From the Richmond Examiner, 5/21/1864

OUR WOUNDED. – The whole number of wounded admitted to the Seabrook Receiving and Wayside Hospital, since May 6th up to yesterday, was four thousand four hundred and nineteen. Of this number ten were received dead and unknown; seventeen were admitted and died within the hour of their reception, and fourteen were received too badly wounded to be distributed to the other hospitals, and died within six or seven hours after admission. The whole number of deaths from the evening of the 6th instant up to six o’clock last evening was seventy three, a very small per centage out of nearly five thousand.
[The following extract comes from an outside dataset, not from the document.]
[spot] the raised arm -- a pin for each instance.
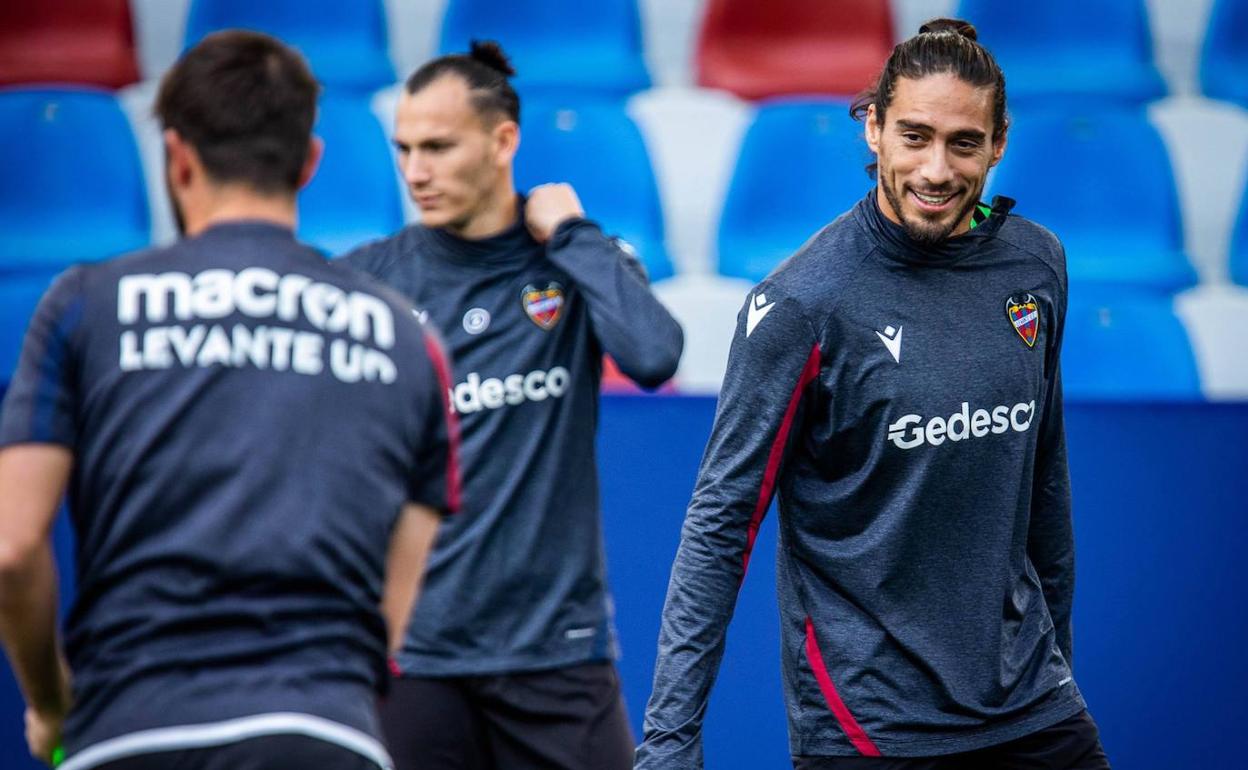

The Receiving Hospital is in charge of Surgeon John Gravatt, with an attentive and laborious corps of assistants. Their energies have been taxed night and day for nearly two weeks, in receiving and dispatching the wounded to the other hospitals, but the wards are kept cleared like the decks of a man of war, from day to day, and bright as new pins, ready for a fresh installment.

In addition to the above wounded an ambulance train carrying two hundred and fifty more, wounded in the last battle with Grant’s hosts, arrived last evening. The wounded officers received at the Officer’s Hospital are not included in the foregoing estimate. They are about three hundred in number and are doing well. Between five and six thousand of our wounded braves have been sent to the hospitals at Charlottesville, Gordonsville, Lynchburg, Staunton and other points, where they will have the benefit of fresh food and pure mountain air. It is gratifying to know that all have been cared for.